A pesquisa, dirigida por Lisa Diamond, da Universidade de Utah, e
publicada pela revista "Developmental Psychology", da Associação de
Psicologia dos Estados Unidos, descobriu que as mulheres bissexuais
continuam sentindo-se atraídas por ambos os sexos ao longo do tempo.
Diamond é autora do livro "Sexual Fluidity" que descreve a
prática de muitas mulheres que têm relações heterossexuais e
homossexuais de forma simultânea ou alternada.
Segundo ela, duas em cada três mulheres entrevistadas em seu
estudo tinham mudado sua preferência sexual pelo menos uma vez.
"Muito disto tem a ver com o fato de que até as mulheres com
orientação lésbica freqüentemente se sentem atraídas por homens",
explicou Diamond.
"Algumas mulheres dizem: 'não se pode chamar de lésbica alguém
que sai com um homem', apesar de essa ser a melhor descrição da
situação'. E por isso deixam de ser catalogadas totalmente",
acrescentou.
Uma das mulheres entrevistadas por Diamond, Sheila, primeiro se
identificou como bissexual, dois anos depois disse que se sentia
atraída por mulheres, mais tarde ficou noiva de um homem, e mais
adiante decidiu que queria ficar com mulheres.
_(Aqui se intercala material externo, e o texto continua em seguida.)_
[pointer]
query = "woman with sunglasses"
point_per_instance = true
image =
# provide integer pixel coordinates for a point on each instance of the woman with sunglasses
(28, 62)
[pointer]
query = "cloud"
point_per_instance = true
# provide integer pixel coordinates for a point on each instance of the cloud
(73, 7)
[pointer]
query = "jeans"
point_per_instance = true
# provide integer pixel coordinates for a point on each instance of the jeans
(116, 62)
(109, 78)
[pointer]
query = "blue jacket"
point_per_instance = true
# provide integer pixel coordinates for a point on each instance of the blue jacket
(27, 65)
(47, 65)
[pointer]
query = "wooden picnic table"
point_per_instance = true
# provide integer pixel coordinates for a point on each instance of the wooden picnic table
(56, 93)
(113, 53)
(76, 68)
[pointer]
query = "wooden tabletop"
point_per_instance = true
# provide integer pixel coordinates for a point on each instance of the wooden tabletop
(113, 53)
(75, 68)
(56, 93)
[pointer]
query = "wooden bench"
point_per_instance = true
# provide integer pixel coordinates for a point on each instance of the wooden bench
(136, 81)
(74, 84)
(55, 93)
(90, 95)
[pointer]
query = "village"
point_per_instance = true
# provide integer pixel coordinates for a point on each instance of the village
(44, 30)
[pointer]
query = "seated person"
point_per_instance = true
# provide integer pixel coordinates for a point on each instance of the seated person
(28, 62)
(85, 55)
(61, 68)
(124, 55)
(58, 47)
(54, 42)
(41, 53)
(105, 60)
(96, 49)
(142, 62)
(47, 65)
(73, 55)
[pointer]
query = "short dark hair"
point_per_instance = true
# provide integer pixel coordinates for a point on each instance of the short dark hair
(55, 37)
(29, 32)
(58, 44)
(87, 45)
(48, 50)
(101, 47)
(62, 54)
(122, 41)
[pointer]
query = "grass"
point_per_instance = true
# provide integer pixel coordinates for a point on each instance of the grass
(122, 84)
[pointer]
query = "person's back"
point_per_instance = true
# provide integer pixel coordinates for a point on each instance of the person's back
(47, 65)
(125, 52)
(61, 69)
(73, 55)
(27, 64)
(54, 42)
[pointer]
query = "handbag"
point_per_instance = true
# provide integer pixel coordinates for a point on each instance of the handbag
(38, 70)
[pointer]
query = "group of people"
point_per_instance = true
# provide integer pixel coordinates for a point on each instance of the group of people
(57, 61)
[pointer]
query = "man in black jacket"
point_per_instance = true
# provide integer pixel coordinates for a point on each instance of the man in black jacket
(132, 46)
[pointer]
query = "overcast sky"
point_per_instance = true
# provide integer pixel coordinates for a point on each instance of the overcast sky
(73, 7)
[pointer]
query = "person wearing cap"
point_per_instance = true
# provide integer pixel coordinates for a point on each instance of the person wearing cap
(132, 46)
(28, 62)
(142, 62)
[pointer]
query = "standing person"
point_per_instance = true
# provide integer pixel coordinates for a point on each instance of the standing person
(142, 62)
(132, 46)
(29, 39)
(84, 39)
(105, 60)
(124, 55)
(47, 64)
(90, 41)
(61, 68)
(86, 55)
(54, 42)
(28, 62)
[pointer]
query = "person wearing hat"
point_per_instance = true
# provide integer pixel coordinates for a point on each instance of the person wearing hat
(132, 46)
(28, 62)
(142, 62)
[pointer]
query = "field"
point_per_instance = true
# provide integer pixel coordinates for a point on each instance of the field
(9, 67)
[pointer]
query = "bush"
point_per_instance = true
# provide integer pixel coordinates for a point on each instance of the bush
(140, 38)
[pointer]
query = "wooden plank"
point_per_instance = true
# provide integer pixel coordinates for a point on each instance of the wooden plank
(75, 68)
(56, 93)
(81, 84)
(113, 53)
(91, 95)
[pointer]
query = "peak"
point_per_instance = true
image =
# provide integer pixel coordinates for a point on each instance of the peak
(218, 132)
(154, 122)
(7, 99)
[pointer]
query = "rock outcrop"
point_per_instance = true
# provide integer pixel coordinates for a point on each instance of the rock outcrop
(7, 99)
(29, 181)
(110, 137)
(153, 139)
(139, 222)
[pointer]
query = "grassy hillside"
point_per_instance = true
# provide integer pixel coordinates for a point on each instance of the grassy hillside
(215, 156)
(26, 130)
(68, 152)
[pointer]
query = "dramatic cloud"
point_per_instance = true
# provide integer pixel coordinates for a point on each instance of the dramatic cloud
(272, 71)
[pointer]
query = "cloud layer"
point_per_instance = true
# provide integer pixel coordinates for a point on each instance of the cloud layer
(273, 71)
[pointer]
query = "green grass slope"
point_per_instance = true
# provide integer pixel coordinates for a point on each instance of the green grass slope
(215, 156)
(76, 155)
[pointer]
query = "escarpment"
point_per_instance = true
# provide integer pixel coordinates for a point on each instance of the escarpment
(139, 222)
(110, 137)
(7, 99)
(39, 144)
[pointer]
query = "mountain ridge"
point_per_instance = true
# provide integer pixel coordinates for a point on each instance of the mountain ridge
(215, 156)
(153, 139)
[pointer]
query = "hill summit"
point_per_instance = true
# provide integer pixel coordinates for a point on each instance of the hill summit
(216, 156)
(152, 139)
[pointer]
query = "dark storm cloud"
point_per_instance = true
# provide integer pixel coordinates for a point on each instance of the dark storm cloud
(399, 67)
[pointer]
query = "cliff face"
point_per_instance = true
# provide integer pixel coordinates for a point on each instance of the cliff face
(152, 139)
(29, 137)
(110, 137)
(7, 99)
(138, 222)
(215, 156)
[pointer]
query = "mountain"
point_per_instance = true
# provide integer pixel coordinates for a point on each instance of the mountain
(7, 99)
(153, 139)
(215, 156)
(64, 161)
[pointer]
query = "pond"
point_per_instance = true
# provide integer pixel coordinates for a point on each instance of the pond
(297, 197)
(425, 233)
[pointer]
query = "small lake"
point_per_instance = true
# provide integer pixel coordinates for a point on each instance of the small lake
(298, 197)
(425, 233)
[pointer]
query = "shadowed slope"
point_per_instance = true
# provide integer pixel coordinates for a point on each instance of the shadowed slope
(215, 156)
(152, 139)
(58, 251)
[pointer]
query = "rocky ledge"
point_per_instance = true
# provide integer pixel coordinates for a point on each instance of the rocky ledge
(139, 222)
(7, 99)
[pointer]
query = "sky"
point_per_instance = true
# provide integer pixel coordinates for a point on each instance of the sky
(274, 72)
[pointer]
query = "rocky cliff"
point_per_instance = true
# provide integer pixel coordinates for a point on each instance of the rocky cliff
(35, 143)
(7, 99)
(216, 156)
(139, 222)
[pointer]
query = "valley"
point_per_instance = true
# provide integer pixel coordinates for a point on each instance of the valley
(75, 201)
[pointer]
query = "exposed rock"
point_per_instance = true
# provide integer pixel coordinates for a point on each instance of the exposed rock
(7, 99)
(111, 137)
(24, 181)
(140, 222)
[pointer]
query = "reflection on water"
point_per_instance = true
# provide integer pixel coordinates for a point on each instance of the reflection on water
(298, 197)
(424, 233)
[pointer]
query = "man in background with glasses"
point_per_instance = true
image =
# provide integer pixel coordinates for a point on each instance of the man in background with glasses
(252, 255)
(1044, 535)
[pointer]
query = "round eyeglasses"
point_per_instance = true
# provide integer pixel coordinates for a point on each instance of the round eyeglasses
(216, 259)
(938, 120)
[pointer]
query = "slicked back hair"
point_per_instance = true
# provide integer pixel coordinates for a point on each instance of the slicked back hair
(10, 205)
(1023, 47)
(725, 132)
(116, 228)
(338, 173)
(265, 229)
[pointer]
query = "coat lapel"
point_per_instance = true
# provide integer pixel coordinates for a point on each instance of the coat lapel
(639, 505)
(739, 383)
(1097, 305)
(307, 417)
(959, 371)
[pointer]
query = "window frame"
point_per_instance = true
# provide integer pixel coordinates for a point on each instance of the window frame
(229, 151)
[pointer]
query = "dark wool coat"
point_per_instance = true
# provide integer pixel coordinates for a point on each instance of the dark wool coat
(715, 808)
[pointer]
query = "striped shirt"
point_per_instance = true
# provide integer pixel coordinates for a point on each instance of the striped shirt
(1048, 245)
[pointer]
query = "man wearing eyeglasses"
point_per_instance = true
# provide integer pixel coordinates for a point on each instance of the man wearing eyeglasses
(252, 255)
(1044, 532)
"Nossas conclusões demonstram que a diferença entre lesbianismo e
bissexualidade é mais um assunto de grau que de substância", indicou
a autora do estudo.
A pesquisa das orientações sexuais teve "avanços significativos
nos últimos 20 anos, mas uma área continua muito mal investigada, a
bissexualidade", disse Diamond.
Em parte, o problema é a definição de bissexualidade, já que
muitos pesquisadores e leigos vêem essa opção como um padrão de
resposta erótica a ambos os sexos.
"Mas até este conceito amplo deixa muitas perguntas sem
resposta", ressaltou Diamond.
"Qualquer instância passageira de atração por uma pessoa do mesmo
sexo conta, ou os bissexuais devem experimentar atrações regulares,
fortes e sustentadas por pessoas dos dois sexos?", questiona.